3月17日。 COVID-19のため、ホームオフィスになり、子供達の学校もすべて閉鎖のため、家の中でやっているので、意外に時間がうまく使えている。いい機会なので、見れていなかった映画に時間を見たくて、『RBG 最強の85才』を見る。


Ruth Bader Ginsburgとは、アメリカ合衆国最高裁判所の判事で、アメリカの歴史上2人目の女性。クリントン大統領の時代、1993年に任命された。2018年サンダンス映画祭でプレミア上映、2018年に一般公開され、かなり売れたらしい。アメリカのことが知りたい僕には、素晴らしく面白いドキュメンタリーだったが、アメリカの基礎知識がないと、少々わからないかも、と思うので、★ひとつ減。

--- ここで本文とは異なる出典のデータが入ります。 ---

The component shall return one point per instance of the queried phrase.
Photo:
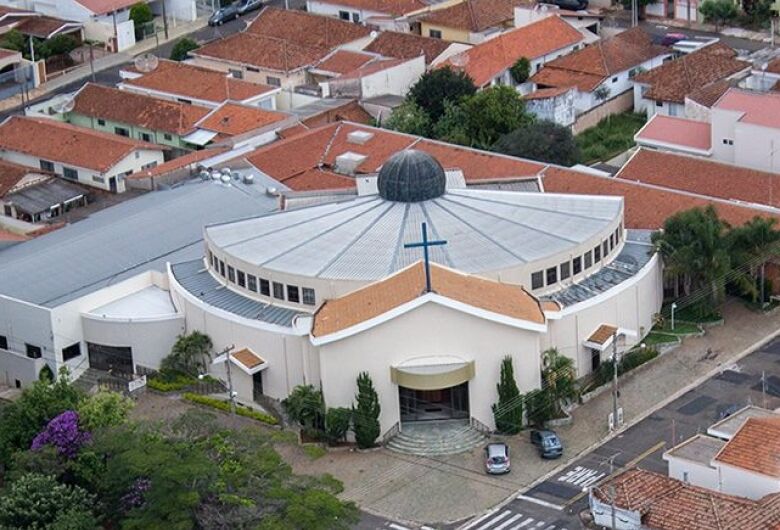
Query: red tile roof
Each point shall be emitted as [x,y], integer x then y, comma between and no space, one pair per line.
[489,59]
[407,45]
[758,108]
[645,206]
[474,15]
[675,79]
[99,101]
[668,504]
[754,447]
[62,142]
[590,66]
[677,132]
[703,177]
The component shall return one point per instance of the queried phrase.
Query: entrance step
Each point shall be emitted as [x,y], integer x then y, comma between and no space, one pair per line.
[440,437]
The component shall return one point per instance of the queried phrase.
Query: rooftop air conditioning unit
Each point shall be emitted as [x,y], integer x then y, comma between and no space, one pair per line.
[359,137]
[347,163]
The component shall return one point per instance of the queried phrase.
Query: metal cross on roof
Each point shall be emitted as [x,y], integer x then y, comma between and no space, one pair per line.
[425,244]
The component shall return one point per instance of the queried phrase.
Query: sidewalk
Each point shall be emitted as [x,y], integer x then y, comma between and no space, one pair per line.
[104,63]
[446,489]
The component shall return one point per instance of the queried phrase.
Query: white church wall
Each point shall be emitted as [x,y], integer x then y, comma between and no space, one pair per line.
[429,330]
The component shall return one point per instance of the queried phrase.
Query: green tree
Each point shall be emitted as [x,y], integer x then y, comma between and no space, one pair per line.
[544,141]
[492,113]
[190,355]
[104,409]
[182,48]
[38,501]
[508,411]
[440,85]
[521,70]
[718,12]
[409,118]
[695,250]
[366,412]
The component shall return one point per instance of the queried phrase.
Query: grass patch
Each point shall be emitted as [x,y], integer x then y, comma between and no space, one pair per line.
[314,451]
[224,405]
[610,137]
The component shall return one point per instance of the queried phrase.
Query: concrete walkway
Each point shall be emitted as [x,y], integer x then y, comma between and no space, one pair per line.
[446,489]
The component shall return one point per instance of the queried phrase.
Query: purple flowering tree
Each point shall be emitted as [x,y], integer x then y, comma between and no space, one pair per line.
[64,434]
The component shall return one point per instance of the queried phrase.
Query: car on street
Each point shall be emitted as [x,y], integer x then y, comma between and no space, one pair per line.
[497,458]
[224,14]
[548,443]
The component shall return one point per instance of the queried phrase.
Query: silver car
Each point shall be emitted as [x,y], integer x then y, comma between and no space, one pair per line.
[497,458]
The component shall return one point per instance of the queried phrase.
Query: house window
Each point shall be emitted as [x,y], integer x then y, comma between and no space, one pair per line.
[308,296]
[70,173]
[33,352]
[565,270]
[552,275]
[293,294]
[71,352]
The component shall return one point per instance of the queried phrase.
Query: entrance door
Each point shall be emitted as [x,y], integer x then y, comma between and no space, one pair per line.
[110,358]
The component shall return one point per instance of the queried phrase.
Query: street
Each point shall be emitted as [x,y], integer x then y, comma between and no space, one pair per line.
[555,504]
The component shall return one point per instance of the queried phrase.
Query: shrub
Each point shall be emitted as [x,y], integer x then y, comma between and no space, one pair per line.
[221,404]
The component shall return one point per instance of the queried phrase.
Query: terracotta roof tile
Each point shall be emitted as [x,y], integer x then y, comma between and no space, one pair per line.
[194,82]
[645,206]
[407,45]
[755,447]
[489,59]
[588,67]
[475,15]
[409,283]
[675,79]
[703,177]
[61,142]
[99,101]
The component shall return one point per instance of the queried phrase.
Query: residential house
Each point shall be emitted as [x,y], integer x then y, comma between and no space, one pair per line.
[468,21]
[93,158]
[540,42]
[737,456]
[744,129]
[407,45]
[663,90]
[191,84]
[603,70]
[647,500]
[34,195]
[279,46]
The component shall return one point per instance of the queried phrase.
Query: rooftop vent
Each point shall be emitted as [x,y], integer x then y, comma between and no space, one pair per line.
[359,137]
[347,163]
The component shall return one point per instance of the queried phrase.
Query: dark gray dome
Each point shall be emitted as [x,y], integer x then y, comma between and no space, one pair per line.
[411,176]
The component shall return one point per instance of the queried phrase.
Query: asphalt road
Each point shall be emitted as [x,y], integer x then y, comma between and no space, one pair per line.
[555,504]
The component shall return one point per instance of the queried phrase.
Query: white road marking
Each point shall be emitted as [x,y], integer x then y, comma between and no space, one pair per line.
[495,519]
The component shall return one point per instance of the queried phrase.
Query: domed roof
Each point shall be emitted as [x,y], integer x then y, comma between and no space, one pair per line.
[411,176]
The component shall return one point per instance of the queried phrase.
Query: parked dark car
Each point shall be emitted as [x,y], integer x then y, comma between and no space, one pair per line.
[497,458]
[224,14]
[571,5]
[548,443]
[245,6]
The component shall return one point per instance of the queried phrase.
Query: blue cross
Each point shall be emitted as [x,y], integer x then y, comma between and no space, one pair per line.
[425,244]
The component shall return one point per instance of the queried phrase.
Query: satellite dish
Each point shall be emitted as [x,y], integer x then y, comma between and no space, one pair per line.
[146,62]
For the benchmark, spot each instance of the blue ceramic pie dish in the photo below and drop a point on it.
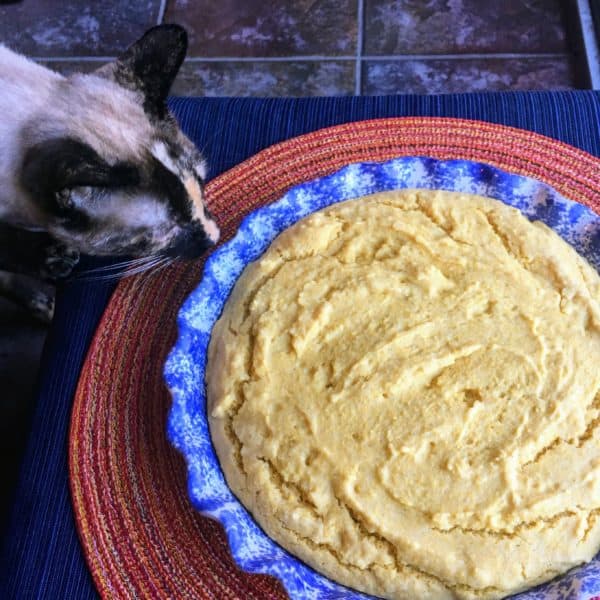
(185, 367)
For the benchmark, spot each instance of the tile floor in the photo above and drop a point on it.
(319, 47)
(297, 48)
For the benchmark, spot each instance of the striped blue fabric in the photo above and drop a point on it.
(41, 556)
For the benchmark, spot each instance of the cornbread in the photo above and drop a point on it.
(405, 392)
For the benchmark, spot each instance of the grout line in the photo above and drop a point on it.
(161, 11)
(474, 56)
(590, 44)
(315, 57)
(359, 48)
(73, 58)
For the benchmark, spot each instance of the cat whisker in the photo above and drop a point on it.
(119, 265)
(135, 269)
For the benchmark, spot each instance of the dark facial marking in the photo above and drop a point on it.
(151, 64)
(168, 185)
(52, 169)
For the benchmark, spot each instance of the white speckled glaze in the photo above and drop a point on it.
(184, 369)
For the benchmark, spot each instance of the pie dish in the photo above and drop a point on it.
(185, 368)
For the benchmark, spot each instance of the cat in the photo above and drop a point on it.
(96, 164)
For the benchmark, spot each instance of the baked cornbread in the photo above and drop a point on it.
(405, 392)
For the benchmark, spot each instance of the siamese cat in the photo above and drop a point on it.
(95, 164)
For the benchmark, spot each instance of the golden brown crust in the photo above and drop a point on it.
(404, 390)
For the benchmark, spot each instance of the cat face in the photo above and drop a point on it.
(109, 171)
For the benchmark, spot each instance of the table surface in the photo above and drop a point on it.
(41, 556)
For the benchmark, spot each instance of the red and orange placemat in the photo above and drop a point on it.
(140, 535)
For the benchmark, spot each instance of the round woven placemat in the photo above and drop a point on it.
(140, 534)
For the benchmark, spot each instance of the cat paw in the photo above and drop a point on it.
(59, 262)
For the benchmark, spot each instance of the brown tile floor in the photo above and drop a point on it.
(294, 47)
(318, 47)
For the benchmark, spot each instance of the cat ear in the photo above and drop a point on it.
(51, 170)
(151, 64)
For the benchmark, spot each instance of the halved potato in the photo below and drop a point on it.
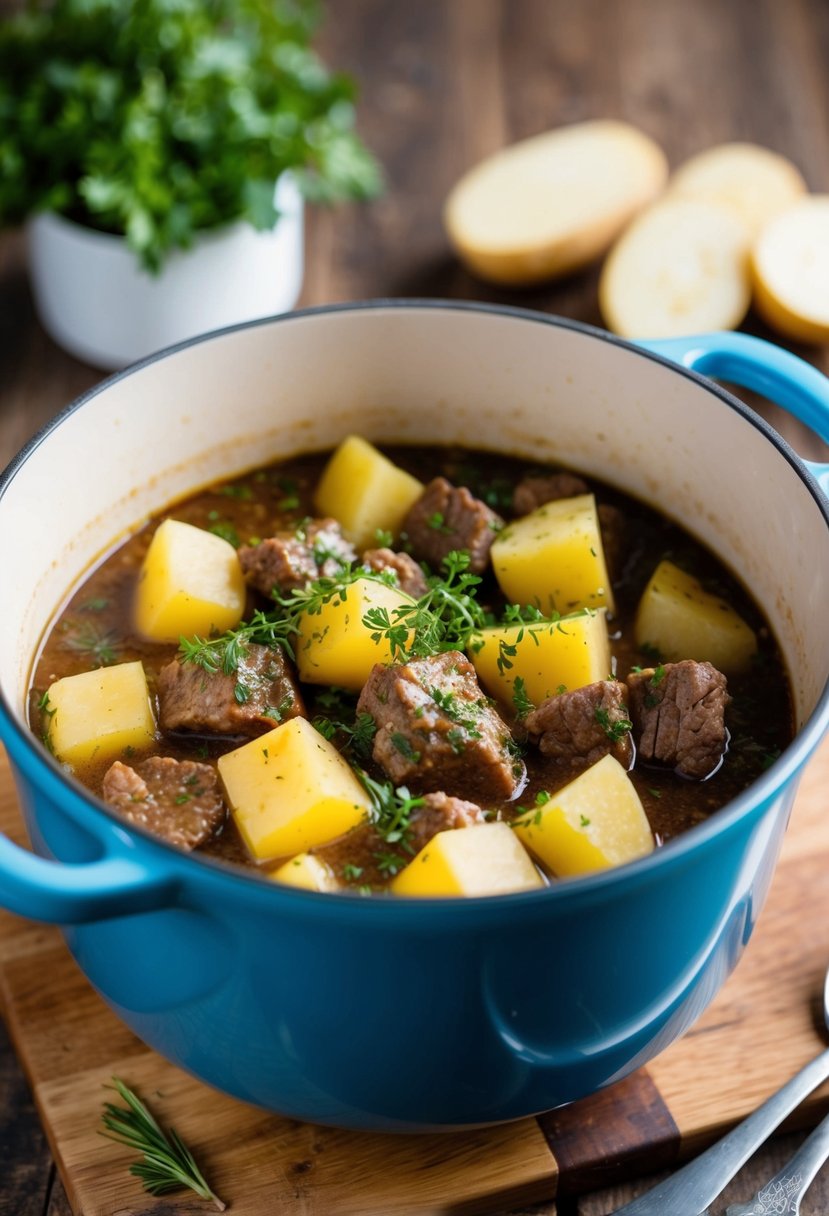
(554, 202)
(790, 271)
(756, 183)
(681, 268)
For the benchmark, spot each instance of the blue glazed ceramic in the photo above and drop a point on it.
(385, 1013)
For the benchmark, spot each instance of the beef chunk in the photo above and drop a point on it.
(291, 561)
(436, 730)
(440, 812)
(678, 715)
(445, 518)
(534, 490)
(579, 727)
(178, 800)
(362, 855)
(410, 576)
(249, 702)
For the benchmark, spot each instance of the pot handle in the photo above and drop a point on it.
(777, 373)
(75, 894)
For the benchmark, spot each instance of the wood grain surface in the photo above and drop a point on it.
(444, 83)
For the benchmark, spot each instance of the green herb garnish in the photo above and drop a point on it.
(168, 1164)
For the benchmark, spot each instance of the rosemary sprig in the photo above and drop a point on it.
(168, 1164)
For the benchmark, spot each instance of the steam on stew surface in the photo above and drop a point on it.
(426, 671)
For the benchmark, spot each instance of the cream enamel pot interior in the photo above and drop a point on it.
(398, 1013)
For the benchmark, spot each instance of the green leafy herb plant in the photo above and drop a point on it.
(157, 119)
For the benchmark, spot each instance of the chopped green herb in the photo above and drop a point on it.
(520, 701)
(401, 744)
(615, 728)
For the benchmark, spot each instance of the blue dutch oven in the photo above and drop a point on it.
(383, 1013)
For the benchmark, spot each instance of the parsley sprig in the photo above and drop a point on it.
(159, 119)
(443, 619)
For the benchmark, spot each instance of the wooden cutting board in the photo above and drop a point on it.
(762, 1028)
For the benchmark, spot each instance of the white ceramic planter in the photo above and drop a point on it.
(97, 303)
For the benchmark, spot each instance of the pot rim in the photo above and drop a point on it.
(576, 890)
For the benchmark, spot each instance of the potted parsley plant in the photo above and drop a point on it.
(159, 153)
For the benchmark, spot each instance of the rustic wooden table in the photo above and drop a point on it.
(445, 83)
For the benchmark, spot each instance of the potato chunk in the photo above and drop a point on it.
(550, 657)
(365, 491)
(308, 872)
(334, 646)
(291, 789)
(481, 860)
(191, 583)
(593, 822)
(553, 557)
(97, 715)
(682, 621)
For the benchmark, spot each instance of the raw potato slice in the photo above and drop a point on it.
(190, 583)
(595, 822)
(683, 621)
(552, 203)
(681, 268)
(100, 715)
(291, 789)
(365, 491)
(755, 181)
(484, 860)
(306, 872)
(790, 271)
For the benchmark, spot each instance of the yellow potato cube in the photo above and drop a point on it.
(97, 715)
(365, 491)
(291, 789)
(593, 822)
(308, 872)
(481, 860)
(191, 583)
(682, 621)
(548, 656)
(334, 646)
(553, 557)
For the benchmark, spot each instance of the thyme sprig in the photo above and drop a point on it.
(277, 626)
(390, 808)
(443, 619)
(168, 1164)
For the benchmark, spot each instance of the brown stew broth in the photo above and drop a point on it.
(95, 629)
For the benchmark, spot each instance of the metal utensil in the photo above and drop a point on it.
(782, 1194)
(689, 1191)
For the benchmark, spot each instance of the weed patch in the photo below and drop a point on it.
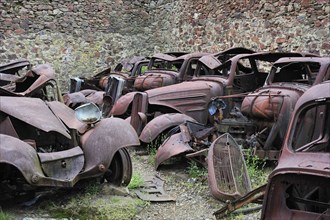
(4, 216)
(153, 146)
(195, 171)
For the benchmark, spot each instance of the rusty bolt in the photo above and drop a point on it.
(35, 178)
(102, 168)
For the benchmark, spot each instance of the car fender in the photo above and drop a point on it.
(159, 124)
(101, 144)
(21, 155)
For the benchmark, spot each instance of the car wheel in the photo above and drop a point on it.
(120, 170)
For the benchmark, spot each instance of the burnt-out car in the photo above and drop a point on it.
(172, 105)
(165, 69)
(13, 68)
(231, 81)
(299, 186)
(47, 144)
(127, 69)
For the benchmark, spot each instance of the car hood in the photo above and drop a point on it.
(191, 98)
(33, 111)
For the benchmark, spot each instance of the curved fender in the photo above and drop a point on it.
(22, 156)
(108, 136)
(172, 146)
(159, 124)
(122, 104)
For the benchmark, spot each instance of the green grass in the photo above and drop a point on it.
(137, 181)
(96, 207)
(93, 188)
(153, 146)
(257, 170)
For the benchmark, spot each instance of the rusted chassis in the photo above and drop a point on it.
(98, 147)
(299, 187)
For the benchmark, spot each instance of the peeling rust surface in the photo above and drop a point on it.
(299, 187)
(228, 176)
(172, 146)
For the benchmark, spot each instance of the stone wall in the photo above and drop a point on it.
(82, 37)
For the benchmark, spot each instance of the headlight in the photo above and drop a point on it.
(88, 113)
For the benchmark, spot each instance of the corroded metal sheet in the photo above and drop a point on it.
(160, 124)
(153, 190)
(228, 177)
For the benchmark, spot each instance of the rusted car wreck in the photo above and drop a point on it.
(299, 186)
(47, 144)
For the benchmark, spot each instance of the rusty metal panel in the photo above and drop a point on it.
(228, 177)
(109, 137)
(64, 165)
(299, 187)
(190, 98)
(67, 115)
(172, 146)
(20, 155)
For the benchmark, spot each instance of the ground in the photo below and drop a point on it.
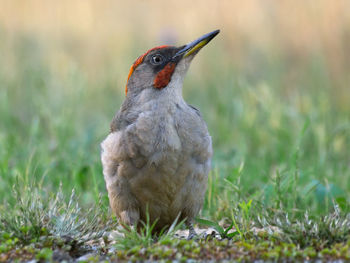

なんの映画かというと、アメリカの女性の解放、権利獲得の重要な契機になった人で、カーター大統領に判事に指名され、クリントン政権最高裁に任命された人。なので、アメリカの女性解放の歴史の主軸のひとつの物語だと思えばいい。アメリカにおいて、50−100年単位のロングスパンの社会の変動を見るときには、連邦最高裁の判事の構成(リベラルと保守派の比率)と、憲法解釈を追うといい。1960−1970年代は、50年代までのガチガチの保守的な社会を、リベラルサイドに、ぐっと振り子を振ってきた歴史がある。その後、1980年代以降、揺り戻しが来ているが、それでも、この時代に動いたリベラルへのシフトはアメリカ社会で継続してきた。それは、最高裁がリベラルな判決を出し続けてきたからだ。しかしながら、この状況がかなり変わってきている。それは、保守派の比率がリベラルを上回ったからだ。中立だったケネディ判事に変わって、トランプ大統領が、2018年10月にブレッド・カバノーを連邦最高裁判事に任命した。これで比率は事実上逆転。地位は終身なので、この任命が大統領の重要なレガシーのの一つとされている。なぜ、RBG なのかというと、87歳(2020年現在)という高齢で、彼女が亡くなると、さらにもう1席、トランプ大統領が任命が可能になる。そうすれば、保守派の比率が完全上回り、キリスト教福音派ファンダメンタリストの悲願である中絶の禁止や同性愛結婚の否定など、これまでリベラルサイドに偏った(と彼らが思う)振り子が反対側に触れる可能性がある。次の民主党のリベラルな大統領が誕生するまで、なんとしても、彼女はやめたくないし、死にたくないのだ。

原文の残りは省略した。